One year after the United Nations climate change talks in Paris, Microsoft found Bill Gates has announced the launch of a $1 billion fund to invest in new forms of clean energy. A group of approximately 20 billionaire business leaders and institutional investors from around the world called the Breakthrough Energy Coalition partnered with Mission Innovation, comprising 20 countries plus the European Union, aim to invest in “scientific breakthroughs that have the potential to deliver cheap and reliable clean energy to the world.”
Breakthrough Energy Ventures Fund, led by Gates, includes John Doerr of Kleiner Perkins Caufield & Byers, Jack Ma of Alibaba, Vinod Khosla of Khosla Ventures, John Arnold of the Laura and John Arnold Foundation, Hasso Plattner of SAP, and Jeff Bezos of Amazon. Gates believes government should fund basic research on problems affecting climate change, with private investors backing the risky ventures emerging from such research. According to its website, the stated goal of the fund is to invest in companies and technologies with “the potential to reduce greenhouse emissions by at least half a gigaton.”
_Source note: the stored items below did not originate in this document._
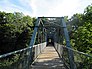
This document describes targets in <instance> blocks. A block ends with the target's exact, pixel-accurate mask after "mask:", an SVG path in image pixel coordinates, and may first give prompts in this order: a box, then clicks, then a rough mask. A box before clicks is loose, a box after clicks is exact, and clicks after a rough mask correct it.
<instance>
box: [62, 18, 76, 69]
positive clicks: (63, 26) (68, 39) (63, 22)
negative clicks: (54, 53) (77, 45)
mask: <svg viewBox="0 0 92 69" xmlns="http://www.w3.org/2000/svg"><path fill="white" fill-rule="evenodd" d="M61 21H62V22H61V25H62V26H63V30H64V36H65V39H66V46H67V47H68V48H71V45H70V40H69V35H68V31H67V28H66V23H65V21H64V17H61ZM68 58H69V62H70V69H76V66H75V63H74V56H73V52H72V51H71V50H68Z"/></svg>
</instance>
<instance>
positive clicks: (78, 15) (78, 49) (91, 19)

The fund will put money into early-development-stage startups as well as commercialized companies, across a broad range of energy sectors, including architecture, agriculture, transportation, industrial manufacturing systems, generation and storage of electricity, and energy system efficiencies. The investments are much riskier than traditional investors can tolerate, with a much longer-term return on investment.